[PATCH v4 0/5] nvme_fc: add dev_loss_tmo support

Wed Oct 25 16:43:12 PDT 2017

FC, on the SCSI side, has long had a device loss timeout which governed
how long it would hide connectivity loss to remote target ports.
The timeout value is maintained in the SCSI FC transport and admins
are used to going there to maintain it.

Eventually, the SCSI FC transport will be moved into something
independent from and above SCSI so that SCSI and NVME protocols can
be peers. In the meantime, to add the functionality now, and sync with
the SCSI FC transport, the LLDD will be used as the conduit. The
initial value for the timeout can be set by the LLDD when it creates
the remoteport via nvme_fc_register_remoteport(). Later, if the value
is updated via the SCSI transport, the LLDD can call a new nvme_fc
routine to update the remoteport's dev_loss_tmo value.

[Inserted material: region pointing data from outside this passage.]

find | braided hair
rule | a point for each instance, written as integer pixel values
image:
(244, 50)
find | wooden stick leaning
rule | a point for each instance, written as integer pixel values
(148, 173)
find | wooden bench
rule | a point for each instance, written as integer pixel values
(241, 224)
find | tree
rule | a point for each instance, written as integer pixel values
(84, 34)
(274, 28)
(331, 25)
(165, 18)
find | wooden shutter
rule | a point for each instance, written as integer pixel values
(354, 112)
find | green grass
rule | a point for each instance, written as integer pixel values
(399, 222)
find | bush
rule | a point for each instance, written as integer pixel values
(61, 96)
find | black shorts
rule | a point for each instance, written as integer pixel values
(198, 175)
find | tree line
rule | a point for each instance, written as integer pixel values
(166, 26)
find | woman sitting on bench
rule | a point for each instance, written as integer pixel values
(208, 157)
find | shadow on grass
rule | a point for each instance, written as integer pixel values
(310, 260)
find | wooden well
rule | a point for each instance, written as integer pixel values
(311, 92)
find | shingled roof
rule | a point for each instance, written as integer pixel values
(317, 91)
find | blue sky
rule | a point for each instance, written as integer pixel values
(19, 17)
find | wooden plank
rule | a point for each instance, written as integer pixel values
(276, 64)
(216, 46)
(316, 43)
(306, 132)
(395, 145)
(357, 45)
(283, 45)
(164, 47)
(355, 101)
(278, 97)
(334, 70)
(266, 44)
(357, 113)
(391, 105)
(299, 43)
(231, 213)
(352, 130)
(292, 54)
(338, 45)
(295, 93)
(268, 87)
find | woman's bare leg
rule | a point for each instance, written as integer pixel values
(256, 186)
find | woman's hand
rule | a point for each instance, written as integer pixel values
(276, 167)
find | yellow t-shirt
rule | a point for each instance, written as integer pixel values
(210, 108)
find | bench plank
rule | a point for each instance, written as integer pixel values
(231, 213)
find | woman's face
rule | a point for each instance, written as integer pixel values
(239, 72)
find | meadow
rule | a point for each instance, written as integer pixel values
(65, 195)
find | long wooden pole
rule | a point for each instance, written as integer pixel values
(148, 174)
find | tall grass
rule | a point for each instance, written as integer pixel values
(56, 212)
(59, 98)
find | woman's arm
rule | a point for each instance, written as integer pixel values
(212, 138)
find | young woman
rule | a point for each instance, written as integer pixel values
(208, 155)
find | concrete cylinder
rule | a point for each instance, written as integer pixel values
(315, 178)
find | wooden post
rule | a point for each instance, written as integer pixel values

The nvme fabrics implementation already has a similar timer, the
ctrl_loss_tmo, which is distilled into a max_reconnect attempts and
a reconnect_delay between attempts, where the overall duration until
max is hit is the ctrl_loss_tmo.  This was primarily for transports
that didn't have the ability to track device connectivity and would
retry per the delay until finally giving up.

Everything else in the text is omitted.